Listen, I’m Celtic through and through that will never change.

“We chatted for about an hour and Dermot came back and said ‘Listen Owen I want to offer you the chance to manage Glasgow Celtic.’ And I said ‘yeah, yeah I’ll take it.’

“I was like a little boy again. It was my team and everything else.

“He (Dermot) said great, obviously we need to speak to Burnley and see what happens from there.

Coyle then started to get cold feet and obviously had people at Burnley in his ear. The chance to manage in the Premier League became as much of a pull as managing his boyhood heroes.

The manager admitted the emotional torment he felt and the phone call where he turned down the Celtic job is something that still stays with him.

“When you are a coach or a manager that is the team you love, that’s the team you want to be involved with.

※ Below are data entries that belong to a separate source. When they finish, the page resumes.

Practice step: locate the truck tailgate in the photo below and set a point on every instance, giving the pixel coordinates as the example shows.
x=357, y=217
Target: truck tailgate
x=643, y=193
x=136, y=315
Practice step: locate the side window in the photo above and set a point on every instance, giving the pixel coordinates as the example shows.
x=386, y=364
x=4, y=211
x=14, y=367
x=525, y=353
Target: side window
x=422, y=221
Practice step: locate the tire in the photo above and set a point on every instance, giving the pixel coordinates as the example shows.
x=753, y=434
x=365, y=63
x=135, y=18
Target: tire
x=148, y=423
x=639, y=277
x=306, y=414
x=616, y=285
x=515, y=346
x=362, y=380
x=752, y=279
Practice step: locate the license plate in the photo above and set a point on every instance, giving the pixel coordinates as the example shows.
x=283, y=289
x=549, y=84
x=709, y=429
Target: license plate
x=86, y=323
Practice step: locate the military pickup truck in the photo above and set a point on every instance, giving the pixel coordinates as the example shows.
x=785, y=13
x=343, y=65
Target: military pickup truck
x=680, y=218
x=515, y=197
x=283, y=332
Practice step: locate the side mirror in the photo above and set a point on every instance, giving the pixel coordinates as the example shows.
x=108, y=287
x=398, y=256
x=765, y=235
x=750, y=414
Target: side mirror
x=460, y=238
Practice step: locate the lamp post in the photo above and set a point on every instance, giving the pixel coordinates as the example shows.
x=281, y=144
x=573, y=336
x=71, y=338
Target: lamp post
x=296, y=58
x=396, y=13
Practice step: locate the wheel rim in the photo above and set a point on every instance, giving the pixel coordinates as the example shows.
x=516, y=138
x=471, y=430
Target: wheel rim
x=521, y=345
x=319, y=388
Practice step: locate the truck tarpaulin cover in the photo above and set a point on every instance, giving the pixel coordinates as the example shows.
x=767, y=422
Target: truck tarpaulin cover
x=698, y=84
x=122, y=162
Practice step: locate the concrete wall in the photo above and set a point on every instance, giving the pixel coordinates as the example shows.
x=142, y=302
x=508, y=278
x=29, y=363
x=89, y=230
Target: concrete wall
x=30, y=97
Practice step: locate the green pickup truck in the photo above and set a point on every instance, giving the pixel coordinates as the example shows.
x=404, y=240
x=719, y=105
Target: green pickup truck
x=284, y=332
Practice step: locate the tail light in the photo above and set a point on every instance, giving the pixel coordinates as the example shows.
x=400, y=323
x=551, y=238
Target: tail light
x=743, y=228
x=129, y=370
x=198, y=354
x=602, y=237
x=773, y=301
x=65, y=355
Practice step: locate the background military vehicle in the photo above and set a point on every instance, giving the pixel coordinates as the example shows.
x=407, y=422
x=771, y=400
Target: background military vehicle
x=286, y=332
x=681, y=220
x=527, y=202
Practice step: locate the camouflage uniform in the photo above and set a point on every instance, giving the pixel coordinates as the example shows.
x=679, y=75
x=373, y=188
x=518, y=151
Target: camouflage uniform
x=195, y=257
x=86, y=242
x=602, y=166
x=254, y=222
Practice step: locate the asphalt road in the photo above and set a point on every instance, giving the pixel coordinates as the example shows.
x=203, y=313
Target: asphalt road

“But I was in the best league in the world. I was in the Premier League and I was going to be playing against Chelsea, Manchester United and everything else that goes with it.

“I was at a really good club with good people and I had to be fair with that as well.

“Ultimately when we came back we had to go through all of that and I remember ringing Dermot on the Wednesday night. I think it was the Champions League Final in Rome.

“I can’t say I wasn’t emotional because I was.

“I said I never ever thought I would utter these words but I can’t take the job.”

Dermot Desmond then turned to Tony Mowbray for the Celtic hot seat. Mowbray didn’t last the season at Celtic and caretaker boss Neil Lennon stepped in; the rest is, as they say, as history.